A person should have a familiar relationship with his or her primary care provider. For healthy patients, this requires no more than a regularly scheduled physical examination during which their healthcare provider can investigate possibly worrisome lifestyle choices or pathogen exposure. These visits allow the healthcare provider to monitor a patient's ongoing medical status and establish a baseline of function even in the absence of readily discernible, active disease. Patients who suffer from ongoing, chronic conditions will visit their primary care provider more frequently as recommended by the physician.

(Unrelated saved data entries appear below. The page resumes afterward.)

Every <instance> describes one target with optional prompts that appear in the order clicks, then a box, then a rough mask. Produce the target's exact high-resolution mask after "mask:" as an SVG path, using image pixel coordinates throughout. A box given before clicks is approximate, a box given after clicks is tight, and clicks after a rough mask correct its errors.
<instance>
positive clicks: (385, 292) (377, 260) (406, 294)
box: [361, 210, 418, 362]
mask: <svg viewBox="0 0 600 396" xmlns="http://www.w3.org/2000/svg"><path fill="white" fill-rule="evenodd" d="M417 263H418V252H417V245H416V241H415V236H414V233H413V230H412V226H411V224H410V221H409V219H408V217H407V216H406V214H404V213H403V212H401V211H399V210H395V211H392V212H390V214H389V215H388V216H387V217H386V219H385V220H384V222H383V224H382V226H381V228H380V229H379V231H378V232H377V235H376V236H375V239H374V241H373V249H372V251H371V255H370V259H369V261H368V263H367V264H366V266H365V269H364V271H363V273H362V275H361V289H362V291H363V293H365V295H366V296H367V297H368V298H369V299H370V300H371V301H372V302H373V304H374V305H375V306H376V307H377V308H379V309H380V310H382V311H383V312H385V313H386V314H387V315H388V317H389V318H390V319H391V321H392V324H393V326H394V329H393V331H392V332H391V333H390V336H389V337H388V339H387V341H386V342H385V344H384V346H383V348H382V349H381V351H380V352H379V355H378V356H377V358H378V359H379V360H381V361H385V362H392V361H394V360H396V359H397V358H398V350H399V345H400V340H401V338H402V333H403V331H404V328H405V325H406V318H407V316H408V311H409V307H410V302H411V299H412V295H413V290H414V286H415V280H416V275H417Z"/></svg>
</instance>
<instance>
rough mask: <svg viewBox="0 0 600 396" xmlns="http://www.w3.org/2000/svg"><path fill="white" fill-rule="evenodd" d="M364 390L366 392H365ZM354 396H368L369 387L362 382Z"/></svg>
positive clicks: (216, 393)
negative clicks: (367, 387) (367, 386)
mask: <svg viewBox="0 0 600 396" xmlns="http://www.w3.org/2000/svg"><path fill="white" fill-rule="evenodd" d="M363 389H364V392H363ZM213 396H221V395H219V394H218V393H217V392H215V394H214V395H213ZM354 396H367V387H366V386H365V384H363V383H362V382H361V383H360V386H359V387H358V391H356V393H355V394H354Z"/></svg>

A health insurance policy employs the primary care provider as a gatekeeper to keep track of all the patients under his or her care. This physician has the responsibility to recognize when intervention is required by healthcare specialists who can more appropriately deal with a condition. While some patients may feel they need specialized care, this decision is best left to licensed professionals who are certified to treat common conditions with the least possible complications. This is not a cost-saving measure on the insurer's part so much as an allocation of resources where they are needed most. Specialists juggle full schedules and limited capacity to treat patients in dire need of their care. A primary care provider ensures that those who need the care most will receive it.

Many insurers require a referral to credentialed, in-network specialists in order for provided services to be covered. This guarantees that patients receive appropriate care by qualified personnel who have met the criteria determined by the plan's tested quality assurance treatment protocols. When health care is supervised, it is utilized most efficiently and the greatest number of patients in need receive the care and treatment they require to maintain or improve their current health status.

While many patients may wish for a short cut to the most extreme treatments available, primary care providers provide sound advice, effective treatment, and appropriate referrals to the specialists who will do the most good for a particular patient. They are the keystone of healthcare delivery.